Sibling Rivalry and the Mentally Ill Child
“Mom always liked you best!”
Tommy Smothers made the lament famous; every sibling has likely heard it. But for those with mentally ill siblings—could there be some truth to it?
Bob was supposed to be an only child. I was 29 when he was born, and didn’t foresee anyone taking on both of us within my remaining fertile years. Even after marrying my husband, I was adamant—Bob, with bipolar disorder and ADHD, demanded so much of our time, money and attention, there couldn’t possibly be room for another.
Of course, “life happens when you’re making other plans,” and “Two” was born when Bob was five. I always heard “the second is the opposite of the first,” and my boys are no exception. As difficult as Bob has been, Two has been a dream.
We worried about a second child. Our house is often tumultuous—when manic, Bob’s tantrums can escalate to requiring physical restraint; when depressed, his irritability often leads to anger. Were we wrong to willingly subject Two to that? If things spiraled out of control during Bob’s teen years, would I be willing to sacrifice one child for the sake of the other? The question that continued to surface was: Is it fair?
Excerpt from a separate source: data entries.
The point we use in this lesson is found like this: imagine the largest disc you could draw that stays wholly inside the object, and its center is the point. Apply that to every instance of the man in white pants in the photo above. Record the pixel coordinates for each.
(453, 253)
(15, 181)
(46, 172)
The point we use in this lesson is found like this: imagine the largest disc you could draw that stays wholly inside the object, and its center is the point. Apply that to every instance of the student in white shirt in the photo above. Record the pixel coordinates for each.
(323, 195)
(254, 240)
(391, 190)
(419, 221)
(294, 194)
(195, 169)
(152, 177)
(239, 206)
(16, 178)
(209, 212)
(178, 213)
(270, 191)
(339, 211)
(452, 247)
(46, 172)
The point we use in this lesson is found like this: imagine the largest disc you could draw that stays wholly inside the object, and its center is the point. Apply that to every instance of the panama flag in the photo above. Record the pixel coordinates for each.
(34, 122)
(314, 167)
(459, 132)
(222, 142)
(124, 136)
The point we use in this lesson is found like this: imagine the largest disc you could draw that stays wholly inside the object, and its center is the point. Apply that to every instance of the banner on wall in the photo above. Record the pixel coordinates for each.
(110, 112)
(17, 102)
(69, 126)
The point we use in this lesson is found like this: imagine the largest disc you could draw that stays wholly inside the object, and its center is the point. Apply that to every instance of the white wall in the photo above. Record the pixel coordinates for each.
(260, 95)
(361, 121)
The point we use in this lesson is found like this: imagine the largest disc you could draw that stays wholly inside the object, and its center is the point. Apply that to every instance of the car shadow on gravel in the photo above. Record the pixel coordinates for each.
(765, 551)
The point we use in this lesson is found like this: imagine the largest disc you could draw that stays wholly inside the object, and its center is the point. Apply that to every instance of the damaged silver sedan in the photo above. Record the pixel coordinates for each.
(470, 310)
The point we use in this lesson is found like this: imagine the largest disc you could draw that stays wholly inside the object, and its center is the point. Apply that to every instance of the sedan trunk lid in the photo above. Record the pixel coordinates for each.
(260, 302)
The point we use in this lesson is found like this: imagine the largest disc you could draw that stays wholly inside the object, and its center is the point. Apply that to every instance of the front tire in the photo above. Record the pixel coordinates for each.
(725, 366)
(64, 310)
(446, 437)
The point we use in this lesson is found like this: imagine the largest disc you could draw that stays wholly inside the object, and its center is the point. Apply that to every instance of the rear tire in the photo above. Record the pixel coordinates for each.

Indeed, Two won’t have it easy. I recently read this article about the impact of mental illness on well siblings and felt as terrible for Two as I often feel for Bob. Would he end up with his own psychological problems as the product of a crazy house? Would he feel pressured to be the perfect child so as not to further burden his already-overwhelmed parents?
Challenge of Liking A Child Who Is Difficult
Conversely, what about Bob? Where Two, with his happy-go-lucky demeanor and pleasant nature is easy to love, Bob is not. I love Bob, but it’s often very difficult to like him. I try to be conscious of this and not show any favoritism toward either child, but I always worry I might subconsciously do so despite my efforts. A recent episode of the popular t.v. series, Intervention, chronicled a “difficult” firstborn who turned to drug use following the birth of his siblings, noting how happy their mother was to have “normal children.” I watched in horror—was I that mother? Would Bob wind up a heroin addict because I loved his normal brother more?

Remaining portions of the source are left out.